Ultracentrifugal studies of the infective and complement-fixing components in the virus system of foot-and-mouth disease

Abstract

The sedimentation constant of the infective particle in foot-and-mouth disease has been determined by modifications of the methods of Elford (1936) and Polsen (1941). A new high-speed, swinging-cup rotor was employed. A sedimentation constant of 70 Svedberg units was obtained for the infective particle in a variety of starting materials derived from guineapigs, mice and cattle. The validity of the data is discussed in relation to the accuracy with which a sedimentation constant may be determined by these methods. Ultracentrifugal studies employing inclined tubes have demonstrated that in fresh preparations the infective particle is associated with from 0 to 50% of the initial complement-fixing activity. The remaining complement-fixing activity is associated with a component of sedimentation constant 8 Svedberg units. This slower sedimenting component, if infective, contributes less than 0⋅01% of the initial infectivity.

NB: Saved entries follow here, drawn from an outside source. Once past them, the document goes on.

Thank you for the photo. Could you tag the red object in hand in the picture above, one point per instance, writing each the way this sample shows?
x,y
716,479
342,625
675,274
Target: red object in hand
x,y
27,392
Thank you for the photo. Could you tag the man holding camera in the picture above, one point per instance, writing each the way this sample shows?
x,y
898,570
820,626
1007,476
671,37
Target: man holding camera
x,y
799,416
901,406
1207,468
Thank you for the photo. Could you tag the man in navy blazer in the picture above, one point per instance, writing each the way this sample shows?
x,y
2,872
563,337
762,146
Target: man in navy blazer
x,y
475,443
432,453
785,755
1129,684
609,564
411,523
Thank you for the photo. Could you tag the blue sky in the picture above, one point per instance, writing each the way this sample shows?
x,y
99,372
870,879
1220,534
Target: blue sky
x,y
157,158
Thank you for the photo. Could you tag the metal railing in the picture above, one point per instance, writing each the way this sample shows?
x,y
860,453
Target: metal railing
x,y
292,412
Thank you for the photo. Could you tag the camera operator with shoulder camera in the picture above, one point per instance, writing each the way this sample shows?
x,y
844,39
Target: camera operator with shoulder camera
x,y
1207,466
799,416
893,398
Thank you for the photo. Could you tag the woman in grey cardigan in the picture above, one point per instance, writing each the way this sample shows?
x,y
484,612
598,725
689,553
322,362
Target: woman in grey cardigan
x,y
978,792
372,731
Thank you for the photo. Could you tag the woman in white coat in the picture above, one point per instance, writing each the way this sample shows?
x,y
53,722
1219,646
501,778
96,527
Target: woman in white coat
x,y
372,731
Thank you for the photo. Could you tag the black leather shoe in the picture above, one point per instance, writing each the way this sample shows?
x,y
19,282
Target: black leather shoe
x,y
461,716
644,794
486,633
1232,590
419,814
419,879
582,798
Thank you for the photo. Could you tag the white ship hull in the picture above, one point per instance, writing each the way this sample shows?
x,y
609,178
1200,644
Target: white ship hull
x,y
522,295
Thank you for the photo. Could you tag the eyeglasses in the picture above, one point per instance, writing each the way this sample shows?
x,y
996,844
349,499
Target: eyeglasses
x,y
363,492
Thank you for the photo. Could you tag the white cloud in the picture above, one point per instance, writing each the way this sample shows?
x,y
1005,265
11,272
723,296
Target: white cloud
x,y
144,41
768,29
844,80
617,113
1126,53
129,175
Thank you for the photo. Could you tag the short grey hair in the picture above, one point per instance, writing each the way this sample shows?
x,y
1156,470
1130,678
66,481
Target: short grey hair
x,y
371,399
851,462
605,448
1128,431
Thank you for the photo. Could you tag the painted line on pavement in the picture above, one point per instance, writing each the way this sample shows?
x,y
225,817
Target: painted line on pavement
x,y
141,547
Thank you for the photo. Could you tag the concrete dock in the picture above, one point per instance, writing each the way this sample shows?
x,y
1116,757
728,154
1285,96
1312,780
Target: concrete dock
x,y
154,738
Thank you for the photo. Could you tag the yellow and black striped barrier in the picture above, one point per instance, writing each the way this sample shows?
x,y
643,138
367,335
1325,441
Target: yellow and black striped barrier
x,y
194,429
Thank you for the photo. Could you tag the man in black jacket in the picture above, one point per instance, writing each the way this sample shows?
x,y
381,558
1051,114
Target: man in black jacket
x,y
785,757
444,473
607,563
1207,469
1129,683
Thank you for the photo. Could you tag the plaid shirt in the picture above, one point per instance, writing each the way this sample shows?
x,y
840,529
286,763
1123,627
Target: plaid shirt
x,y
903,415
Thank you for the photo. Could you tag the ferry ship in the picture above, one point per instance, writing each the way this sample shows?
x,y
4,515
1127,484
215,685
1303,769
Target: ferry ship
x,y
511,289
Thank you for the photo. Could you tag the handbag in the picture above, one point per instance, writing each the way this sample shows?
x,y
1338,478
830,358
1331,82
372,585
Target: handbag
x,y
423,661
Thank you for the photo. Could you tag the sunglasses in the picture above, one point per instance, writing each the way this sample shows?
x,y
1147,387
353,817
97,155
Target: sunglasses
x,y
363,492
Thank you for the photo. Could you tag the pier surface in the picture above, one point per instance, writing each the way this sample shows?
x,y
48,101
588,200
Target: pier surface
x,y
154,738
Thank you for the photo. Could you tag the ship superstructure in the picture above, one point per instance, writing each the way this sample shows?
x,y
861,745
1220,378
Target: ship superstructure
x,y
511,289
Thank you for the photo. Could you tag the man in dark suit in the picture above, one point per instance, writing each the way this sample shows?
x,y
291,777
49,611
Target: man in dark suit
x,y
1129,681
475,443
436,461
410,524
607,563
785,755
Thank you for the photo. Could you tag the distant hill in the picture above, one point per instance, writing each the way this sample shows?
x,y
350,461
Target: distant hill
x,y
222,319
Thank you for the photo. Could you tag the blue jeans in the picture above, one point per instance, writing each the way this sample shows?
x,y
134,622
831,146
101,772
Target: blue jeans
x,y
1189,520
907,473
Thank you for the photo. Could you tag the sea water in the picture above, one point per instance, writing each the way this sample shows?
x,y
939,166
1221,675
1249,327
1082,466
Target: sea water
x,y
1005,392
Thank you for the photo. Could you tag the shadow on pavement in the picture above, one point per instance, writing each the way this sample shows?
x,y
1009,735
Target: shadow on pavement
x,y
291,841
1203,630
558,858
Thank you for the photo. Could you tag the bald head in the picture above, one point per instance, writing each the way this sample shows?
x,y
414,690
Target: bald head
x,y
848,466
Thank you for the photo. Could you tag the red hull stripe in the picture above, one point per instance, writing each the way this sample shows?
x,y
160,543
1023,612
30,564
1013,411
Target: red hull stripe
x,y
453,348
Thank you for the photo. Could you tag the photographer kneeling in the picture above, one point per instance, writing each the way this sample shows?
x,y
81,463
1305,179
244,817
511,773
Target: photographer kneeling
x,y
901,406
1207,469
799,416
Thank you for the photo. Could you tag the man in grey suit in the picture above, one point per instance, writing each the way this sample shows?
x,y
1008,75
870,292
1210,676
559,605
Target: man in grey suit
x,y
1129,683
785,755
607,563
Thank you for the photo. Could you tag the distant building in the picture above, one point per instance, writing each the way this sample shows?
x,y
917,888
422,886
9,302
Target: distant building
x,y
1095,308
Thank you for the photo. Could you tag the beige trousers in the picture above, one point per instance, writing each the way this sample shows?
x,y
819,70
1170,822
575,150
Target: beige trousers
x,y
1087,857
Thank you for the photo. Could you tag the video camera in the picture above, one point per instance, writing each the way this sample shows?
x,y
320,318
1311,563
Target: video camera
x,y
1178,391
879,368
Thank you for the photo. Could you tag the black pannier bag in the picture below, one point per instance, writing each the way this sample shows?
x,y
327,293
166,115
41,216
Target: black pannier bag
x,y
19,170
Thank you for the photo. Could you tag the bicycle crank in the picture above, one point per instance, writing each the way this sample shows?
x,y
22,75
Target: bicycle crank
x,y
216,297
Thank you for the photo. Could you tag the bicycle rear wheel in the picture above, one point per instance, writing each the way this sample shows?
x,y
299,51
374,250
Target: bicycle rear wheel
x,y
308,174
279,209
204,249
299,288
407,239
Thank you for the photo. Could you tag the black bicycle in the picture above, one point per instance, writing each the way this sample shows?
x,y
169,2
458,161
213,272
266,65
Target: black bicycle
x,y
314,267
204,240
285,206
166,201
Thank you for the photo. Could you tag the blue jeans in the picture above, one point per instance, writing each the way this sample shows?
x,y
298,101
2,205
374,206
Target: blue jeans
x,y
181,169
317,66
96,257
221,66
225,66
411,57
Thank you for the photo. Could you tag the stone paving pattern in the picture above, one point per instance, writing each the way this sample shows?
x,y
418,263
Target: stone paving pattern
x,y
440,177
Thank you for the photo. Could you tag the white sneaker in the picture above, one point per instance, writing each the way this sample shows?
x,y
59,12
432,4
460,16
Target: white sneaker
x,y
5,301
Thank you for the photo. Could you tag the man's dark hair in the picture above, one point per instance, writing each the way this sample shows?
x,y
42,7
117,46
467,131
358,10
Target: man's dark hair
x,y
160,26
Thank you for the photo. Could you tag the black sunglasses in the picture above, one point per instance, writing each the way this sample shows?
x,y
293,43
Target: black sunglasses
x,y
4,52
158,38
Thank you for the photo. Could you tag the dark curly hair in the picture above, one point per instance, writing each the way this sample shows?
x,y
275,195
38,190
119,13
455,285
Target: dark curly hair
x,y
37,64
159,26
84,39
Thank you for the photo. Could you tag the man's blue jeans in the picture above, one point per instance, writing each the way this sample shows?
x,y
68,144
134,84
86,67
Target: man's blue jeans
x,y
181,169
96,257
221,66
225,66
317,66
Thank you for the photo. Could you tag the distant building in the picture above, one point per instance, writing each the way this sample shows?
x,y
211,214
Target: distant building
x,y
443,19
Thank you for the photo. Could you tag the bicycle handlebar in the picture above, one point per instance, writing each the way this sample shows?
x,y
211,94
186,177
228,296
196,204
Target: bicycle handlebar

A direct and relatively precise method is described for the determination of the partition of a biological activity between two or more components of a virus system. By the use of radial and inclined tubes in non-optical procedures a correlation between these methods has been established. It is shown that the sedimentation constant of a biologically active component may be estimated by procedures based on sampling in inclined tubes. The G integral is introduced as an accurate and convenient parameter which greatly facilitates the calculation and presentation of the results of ultracentrifugal studies.